Une adoration : Cour suprême
Scène

Une adoration : Cour suprême

Dans Une adoration de Nancy Huston, adapté par Lorraine Pintal, Emmanuel Bilodeau incarne Cosmo, un comédien, écrivain, danseur, acrobate et clown. Rencontre avec un acteur à tout faire.

"Quand j’arrive à transformer le trac en énergie positive, ça devient exaltant. Mais dans la vie, je ne me permets pas beaucoup d’excès", raconte Emmanuel Bilodeau. Celui qui a fait son droit et qui a flirté avec le journalisme affirme être quelqu’un de très terre à terre en comparaison avec Cosmo qu’il interprète au TNM. "Ce personnage est un poème, mais c’est loin d’être le chum idéal: il fuit l’engagement et il est tourmenté à l’extrême." D’après le comédien, c’est un prisme aux multiples couleurs, un cadeau à jouer.

"Cosmo est un créateur très singulier qui serait un mélange de Wajdi Mouawad et de David La Haye, un gars à fleur de peau avec un côté très poétique, tout en étant très engagé. Un mythique, charismatique, incisif, avec de l’humour, mais aussi un angoissé issu d’un père poète fou et d’une mère pragmatique, qui sont dans l’incompréhension permanente. Ça fait un créateur qui a voulu, entre autres, panser ses blessures par la création."

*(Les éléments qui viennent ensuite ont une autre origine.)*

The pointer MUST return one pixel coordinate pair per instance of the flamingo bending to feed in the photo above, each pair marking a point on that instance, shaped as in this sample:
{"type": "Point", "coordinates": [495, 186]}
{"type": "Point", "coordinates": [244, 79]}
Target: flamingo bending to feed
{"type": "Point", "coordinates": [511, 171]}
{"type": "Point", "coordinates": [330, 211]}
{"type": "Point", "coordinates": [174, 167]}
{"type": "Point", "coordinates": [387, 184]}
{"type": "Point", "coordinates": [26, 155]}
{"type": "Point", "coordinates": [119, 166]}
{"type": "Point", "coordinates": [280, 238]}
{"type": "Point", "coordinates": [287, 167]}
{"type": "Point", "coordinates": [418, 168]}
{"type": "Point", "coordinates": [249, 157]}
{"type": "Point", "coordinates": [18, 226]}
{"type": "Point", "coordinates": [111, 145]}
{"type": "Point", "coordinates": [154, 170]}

L’acteur est devenu un lecteur attentif de Nancy Huston: "Il y a un monologue de Cosmo qui parle du passage du temps dans un couple. La femme demande à l’homme: "Si je porte des lunettes, si j’ai des pertes de mémoire, si je perds un sein, m’aimes-tu encore?" Et ainsi de suite. C’est un condensé de la vie en 20 minutes. Je crois qu’il s’agit d’un thème récurrent dans l’œuvre de Nancy Huston: la mort, la dégénérescence du corps, le passage du temps." L’acteur, qui a maintenant 40 ans, qui est père et qui a traversé différentes épreuves, affirme qu’il est impossible de ne pas penser à ces problématiques. Il transpose cette idée du passage du temps dans son métier, dans la création: "Je crois qu’une de mes motivations les plus profondes concernant le désir de devenir comédien, surtout en ce qui a trait au cinéma, c’était de devenir éternel. C’est une question qui m’a habité dès le plus jeune âge, avec la peur de perdre mes parents. Être acteur s’apparentait à une forme de solution face à la mort." Pourtant, le théâtre est considéré comme éphémère: "C’est le paradoxe de la vie, dit-il, c’est un concentré de vie extrêmement intense, et même si c’est un cliché de le dire, je n’ai jamais eu le sentiment de vivre aussi intensément que lorsque je suis sur scène. Ceux qui font de l’escalade ou du parachute connaissent probablement la même impression."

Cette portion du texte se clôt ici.